More details are at https://verifier.globalnames.org/about

Then it is important to sort matched results, because not all matches are equal. For example input and output can have different authorships, one name can be valid, while other be a synonym etc.

dimus commented 2 years ago

Another option is to create an explicit list of common typos (I believe some taxonomic name authorities have them already), and and apply those corrections. In this way, you have more control over exactly what name you'd like to re-interpret and who made the claim that X was a misspelling of Y.

@jhpoelen, I think this approach does have a value when comparing names that were copied/pasted from one database to another. Sadly it is not always the case, especially when getting names from OCR or typed manually.

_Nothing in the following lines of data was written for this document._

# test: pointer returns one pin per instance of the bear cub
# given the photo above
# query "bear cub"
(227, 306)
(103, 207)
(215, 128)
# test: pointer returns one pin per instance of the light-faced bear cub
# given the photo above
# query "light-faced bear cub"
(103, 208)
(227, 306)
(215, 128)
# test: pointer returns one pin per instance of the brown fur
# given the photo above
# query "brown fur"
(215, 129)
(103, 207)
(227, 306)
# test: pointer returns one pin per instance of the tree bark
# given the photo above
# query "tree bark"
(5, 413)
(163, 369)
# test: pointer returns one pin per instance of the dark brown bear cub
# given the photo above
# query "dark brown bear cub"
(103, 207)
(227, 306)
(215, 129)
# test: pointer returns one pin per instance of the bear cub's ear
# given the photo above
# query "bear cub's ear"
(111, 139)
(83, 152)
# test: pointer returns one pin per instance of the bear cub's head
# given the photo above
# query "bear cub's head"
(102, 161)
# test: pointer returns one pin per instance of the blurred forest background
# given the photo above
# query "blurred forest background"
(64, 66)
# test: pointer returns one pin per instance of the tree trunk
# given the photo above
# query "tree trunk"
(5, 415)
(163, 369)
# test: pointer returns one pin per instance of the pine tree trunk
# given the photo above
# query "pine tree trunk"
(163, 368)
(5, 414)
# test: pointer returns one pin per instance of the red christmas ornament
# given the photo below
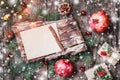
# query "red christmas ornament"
(83, 12)
(99, 21)
(64, 8)
(24, 5)
(63, 67)
(82, 68)
(9, 55)
(88, 33)
(101, 73)
(103, 53)
(46, 62)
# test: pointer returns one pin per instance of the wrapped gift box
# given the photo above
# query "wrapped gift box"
(64, 34)
(109, 54)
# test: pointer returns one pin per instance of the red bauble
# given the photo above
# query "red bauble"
(82, 68)
(63, 67)
(101, 73)
(99, 21)
(83, 12)
(103, 53)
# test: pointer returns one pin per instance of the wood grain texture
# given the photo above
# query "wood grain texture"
(90, 6)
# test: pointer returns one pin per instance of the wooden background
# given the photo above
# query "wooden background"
(90, 6)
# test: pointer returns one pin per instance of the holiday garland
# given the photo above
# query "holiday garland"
(101, 74)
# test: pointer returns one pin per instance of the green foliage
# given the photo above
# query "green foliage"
(73, 58)
(51, 67)
(53, 16)
(90, 41)
(86, 57)
(26, 69)
(12, 45)
(104, 77)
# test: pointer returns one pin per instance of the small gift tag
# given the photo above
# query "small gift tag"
(109, 53)
(99, 72)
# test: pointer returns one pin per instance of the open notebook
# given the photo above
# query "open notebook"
(41, 41)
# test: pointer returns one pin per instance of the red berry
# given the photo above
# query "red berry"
(101, 73)
(83, 12)
(99, 21)
(82, 68)
(88, 33)
(24, 4)
(103, 53)
(63, 67)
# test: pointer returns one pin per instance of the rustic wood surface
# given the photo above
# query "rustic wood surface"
(90, 6)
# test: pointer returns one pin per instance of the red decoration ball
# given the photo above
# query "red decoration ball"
(103, 53)
(83, 12)
(63, 67)
(99, 21)
(82, 68)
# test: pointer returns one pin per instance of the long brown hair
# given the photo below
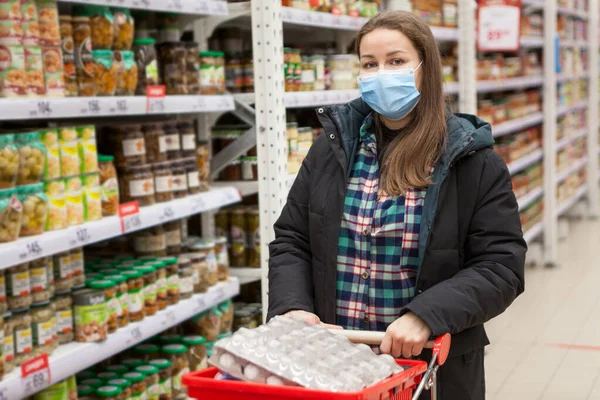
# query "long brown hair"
(408, 158)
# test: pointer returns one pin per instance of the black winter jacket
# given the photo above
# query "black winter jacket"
(471, 245)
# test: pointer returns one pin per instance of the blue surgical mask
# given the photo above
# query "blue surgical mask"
(391, 93)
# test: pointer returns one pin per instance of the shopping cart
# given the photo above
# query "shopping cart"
(406, 385)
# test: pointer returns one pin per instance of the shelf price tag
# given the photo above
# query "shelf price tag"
(155, 99)
(129, 214)
(35, 375)
(499, 25)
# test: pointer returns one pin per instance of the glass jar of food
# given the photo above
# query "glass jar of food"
(84, 62)
(109, 185)
(186, 278)
(147, 65)
(63, 274)
(207, 248)
(110, 297)
(222, 257)
(152, 381)
(127, 75)
(173, 234)
(187, 133)
(135, 295)
(193, 175)
(105, 72)
(122, 384)
(129, 145)
(43, 319)
(122, 298)
(23, 335)
(137, 183)
(41, 278)
(192, 70)
(149, 276)
(172, 57)
(163, 181)
(177, 354)
(18, 287)
(164, 377)
(179, 186)
(32, 158)
(9, 161)
(138, 385)
(197, 358)
(64, 316)
(123, 23)
(156, 143)
(77, 266)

jtmiller28 commented 2 years ago

Yep seems I am rehashing issues #68 and #78, I think a similar_to matchcase as you illustrated would be a great asset for large heterogeneous in origin datasets. Methodology wise does seem problematic as pointed out by dimus in issue #68. I like the idea of listed misspellings as the primary implementation personally since that seems the most conservative. Would it be possible to enable multiple fuzzy matching schemes during the command line process? Where you could elect to use a known misspellings query (fuzzy_match1) or/and a character distance query (fuzzy_match2)? This way the user could choose a to enable a matching type. From a data analysis point of view I feel like the known misspellings could cut out alot of problematic names, while the fuzzy match through character distance may just increase them.